- Born: Ferdinand Otto Wilhelm Henning von Westphalen 23 April 1799 Lubeck
- Died: 2 July 1876 (aged 77) Alter St.-Matthäus-Kirchhof
- Parent(s): Ludwig von Westphalen Elisabeth von Veltheim
- Relatives: Edgar von Westphalen (half-brother); Jenny von Westphalen (half-sister);

= Ferdinand von Westphalen =

German politician (1799–1876)

Ferdinand Otto Wilhelm Henning von Westphalen (April 23, 1799 – July 2, 1876) was a German politician and the Interior Minister of Prussia in the reaction era 1850–1858.

==Life==
Westphalen was born in Lubeck. He is the son of Ludwig von Westphalen and his first wife Elisabeth von Veltheim. He studied from 1816 to 1819 at the universities of Halle, Göttingen and Berlin.

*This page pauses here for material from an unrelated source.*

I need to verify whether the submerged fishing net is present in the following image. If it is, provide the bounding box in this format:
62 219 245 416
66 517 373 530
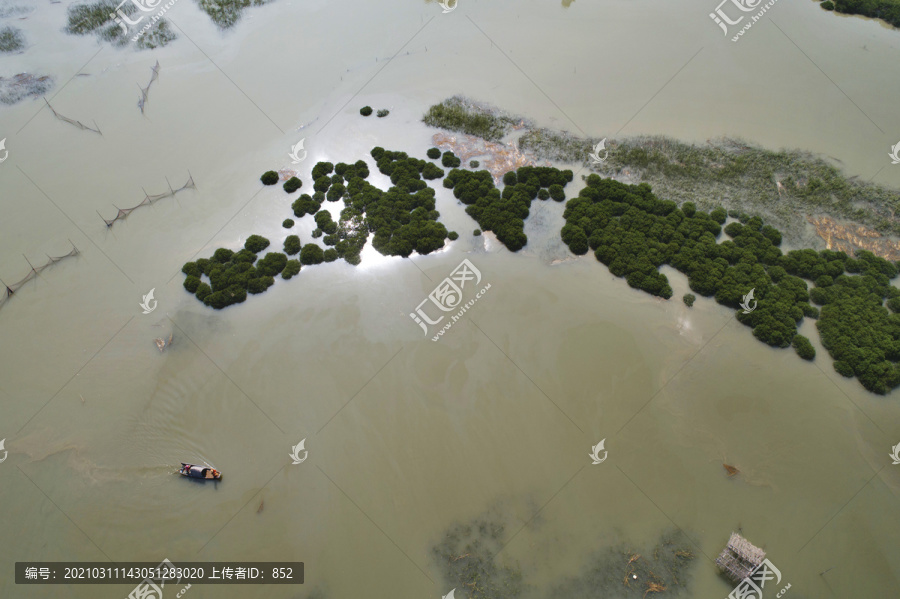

He held various administrative positions, including district administrator and government councilor. In 1850, he became the Prussian Interior Minister and also served as interim Minister for Agricultural Affairs at the suggestion of Ludwig Friedrich Leopold von Gerlach. Westphalen restored Provincial Estates, despite constitutional concerns. His tenure saw opposition from Otto Theodor von Manteuffel. Upon Prince Wilhelm's regency, Westphalen left his ministerial role.

Despite their political differences, he remained on amicable terms with the couple formed by the marriage of his half-sister Jenny von Westphalen to Karl Marx.

He died in 1876 and was buried at Alter St.-Matthäus-Kirchhof.